Photo By Bill Vossler
Jeff Wahl’s love of old iron was bred into him early. When he was 3 years old, he already owned a gasoline engine, courtesy of his grandpa Harvey Wahl, a 1-3/4 HP Associated Chore Boy that he still owns today.
Jeff’s father, Tom Wahl, had moved the family to Fairfax Station, Va., but the family returned to Grandpa’s Minnesota farm for a week or two each summer, around the time of the Butterfield (Minn.) Threshing Bee. “So I’d get to see my grandparents and the rest of the family that lives in the Minneapolis-St. Paul area,” Jeff says. “We would all attend the Butterfield show to help Grandpa show his antique farm equipment, camp out and have a family reunion of sorts.
“For me, going out to the farm, as we did every summer, was a completely different world from northern Virginia, a suburb of Washington, D.C.” Jeff says. “I enjoyed being on the farm, riding Grandpa’s farm machinery, helping to mow the lawn and pick veggies from the garden. And best of all, I got to see all my aunts, uncles and cousins.
“When we were young, we would jump off the hay wagons into the piles of threshed hay and get dirty and filthy,” he laughs. Additionally, he remembers riding in the parade on the back of an Aultman-Taylor 30-60 tractor that Grandpa operated for the elderly owner at the Butterfield Threshing Bee, “getting a ride, sitting on back with my legs hanging off. My parents say I used to spin my arms in a circle like a flywheel going around and made the sounds of an engine, shoo shoo shoo put,” he says. “It was a fun experience.”
Rare gasoline engines
The Wahl family has a series of rare gasoline engines about which little is known:
1904 9 HP Flour City
Harvey Wahl bought this rare item Sept. 14, 1974, at an estate auction in Valley Springs, S.D. “The engine was complete, including the original water tank, but it had been completely taken apart because it was in the process of being restored,” Jeff says.

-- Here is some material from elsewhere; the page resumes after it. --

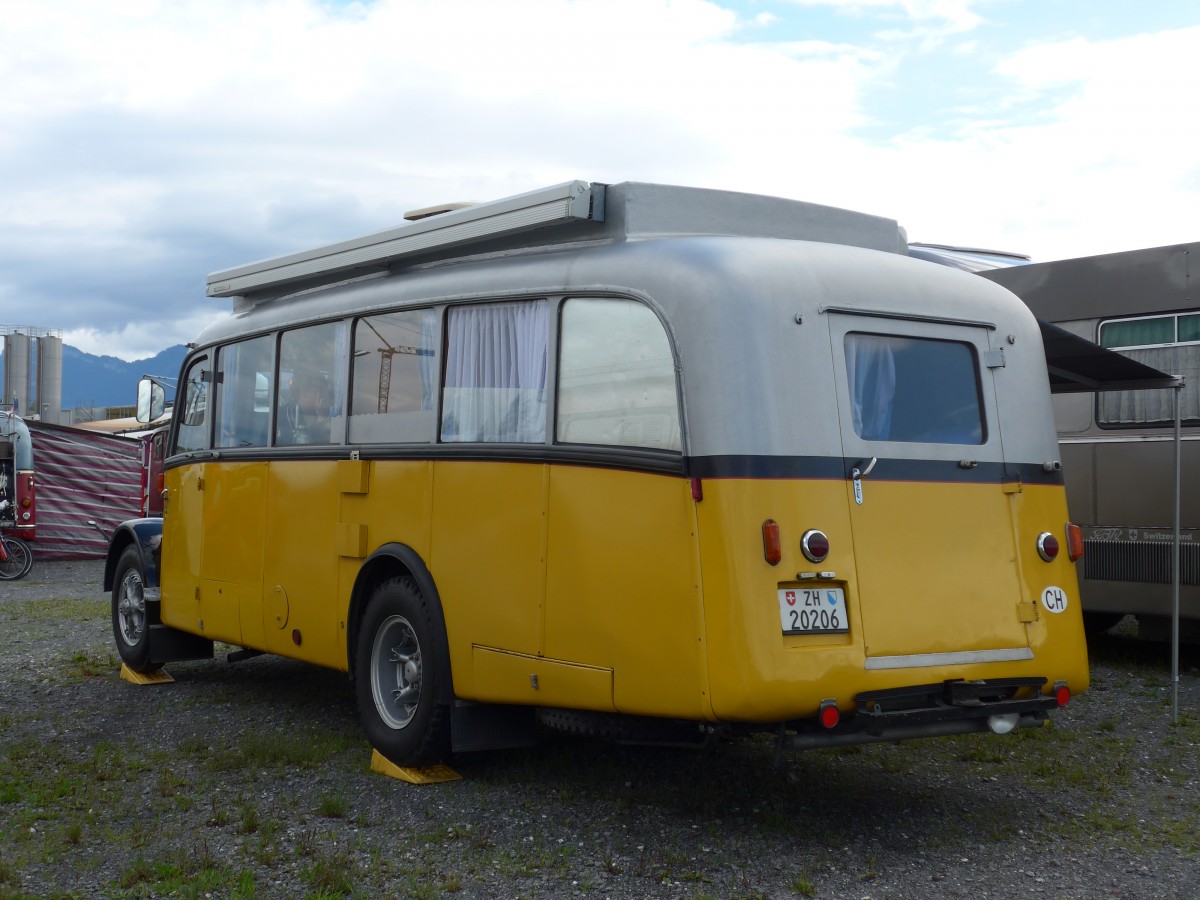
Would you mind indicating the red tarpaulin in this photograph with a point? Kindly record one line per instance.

His grandfather restored it by 1975, and in 1996 the Flour City was featured at the 30th Annual Butterfield show, acknowledging Harvey’s showmanship and involvement since the first show in 1967.
The engine appears to be about a 1904, Jeff says. “We think it’s a 9 HP based on bore and stroke measurements we obtained from original literature.”
Flour City portable farm engines are unique in how they are mounted to their carts. “Most portable engines can be removed from the cart, and you still have the engine intact,” Jeff says. “But with the Flour City, the engine cylinder, main crankshaft bearings, chain-driven water pump, etc., are all bolted directly to the heavy steel channel iron of the engine cart. There’s no engine base mounted to the cart frame and thus the flywheels hang down pretty low.”